Preheat the oven to 160°C fan / 180°C conventional and line the base and sides of a 20cm loose based round baking tin (the tin needs to be at least 8cm deep).
Stir the white hot chocolate powder and milk together in a small mug. Microwave for 20 seconds and stir until smooth. Place in the fridge to cool down.
3 tablespoons White hot chocolate powder, 3 tablespoons Milk
In a large mixing bowl, cream the butter, sugar and vanilla together until light and fluffy. Mix in the eggs one at a time. Then sift in the flour and fold until combined.
Pour in the cooled white hot chocolate and fold until the mixture is smooth and combined.
Pour the mixture into the cake tin and smooth out the top. Bake for 45-50 minutes until risen and a toothpick inserted in the middle comes out clean.
As soon as the cake is out of the oven, swirl the base of a glass on top of the cake to press it down and make it level. Leave to cool completely in the baking tin.
Now make the raspberry mousse:
Add the milk into a shallow bowl, then sprinkle over the powdered gelatine.

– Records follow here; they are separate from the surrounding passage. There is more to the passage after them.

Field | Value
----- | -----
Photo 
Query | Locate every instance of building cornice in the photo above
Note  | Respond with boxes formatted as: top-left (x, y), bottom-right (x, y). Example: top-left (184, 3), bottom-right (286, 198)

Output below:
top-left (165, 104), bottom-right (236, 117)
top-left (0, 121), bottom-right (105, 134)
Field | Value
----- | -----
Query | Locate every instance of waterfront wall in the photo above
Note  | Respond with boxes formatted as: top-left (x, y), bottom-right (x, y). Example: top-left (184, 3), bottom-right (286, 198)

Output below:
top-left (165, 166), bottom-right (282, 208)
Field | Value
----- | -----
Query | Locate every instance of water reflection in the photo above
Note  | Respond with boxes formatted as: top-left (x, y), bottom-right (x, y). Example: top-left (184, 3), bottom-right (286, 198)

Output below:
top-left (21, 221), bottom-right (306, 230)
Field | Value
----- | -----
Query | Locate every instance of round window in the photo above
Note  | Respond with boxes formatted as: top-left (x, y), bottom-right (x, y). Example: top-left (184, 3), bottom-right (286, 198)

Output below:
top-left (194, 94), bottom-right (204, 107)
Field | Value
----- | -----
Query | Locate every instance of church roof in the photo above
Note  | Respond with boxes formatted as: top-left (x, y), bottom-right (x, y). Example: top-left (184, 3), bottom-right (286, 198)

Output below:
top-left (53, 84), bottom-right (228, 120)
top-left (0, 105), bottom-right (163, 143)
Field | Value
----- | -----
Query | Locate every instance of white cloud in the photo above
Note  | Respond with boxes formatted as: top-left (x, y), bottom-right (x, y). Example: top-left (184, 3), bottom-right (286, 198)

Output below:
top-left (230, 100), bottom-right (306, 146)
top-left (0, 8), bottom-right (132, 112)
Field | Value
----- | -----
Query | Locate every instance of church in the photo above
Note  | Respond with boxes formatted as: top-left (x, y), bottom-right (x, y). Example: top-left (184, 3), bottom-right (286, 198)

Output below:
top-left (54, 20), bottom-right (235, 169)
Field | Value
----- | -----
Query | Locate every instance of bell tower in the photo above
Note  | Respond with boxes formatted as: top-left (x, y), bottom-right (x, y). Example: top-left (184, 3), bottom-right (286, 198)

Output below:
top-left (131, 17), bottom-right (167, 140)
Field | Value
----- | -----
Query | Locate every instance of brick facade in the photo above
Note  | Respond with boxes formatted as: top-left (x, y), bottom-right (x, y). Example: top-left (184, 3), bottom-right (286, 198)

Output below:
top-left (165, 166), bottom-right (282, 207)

Set aside for now.
40 millilitres Milk, 2 teaspoons Powered gelatine
Add the raspberries, sugar and 1 tablespoon of water into a large saucepan and place over low heat.
Stir until the sugar dissolves and the raspberries have softened and reduced into a puree. You can speed things up by squashing the raspberries with a fork or potato masher. Just be careful not to let the mixture boil.
Stir in the gelatine milk mixture until combined and then remove the saucepan from the heat.
Strain the puree through a sieve into a bowl to remove any seeds. Then place in the fridge to cool.
Use an electric whisk on high speed to whip the cream to soft peaks.
350 millilitres Double cream
Add the raspberry puree in three stages, gently folding each time until the mixture is combined. Try not to overmix.
Pour the raspberry mousse on top of the cake and spread it out to the edges.
Place in the fridge for at least 5 hours, or overnight for best results. The mousse should look completely set.
Decorate and serve:
Remove the cake from the fridge and carefully push the base of the tin up from underneath to release the cake.
Remove the base and place the cake on a plate or cake stand. Carefully peel off the baking paper from around the outside.
To decorate, grate white chocolate on top and arrange fresh raspberries around the outside. Slice and enjoy!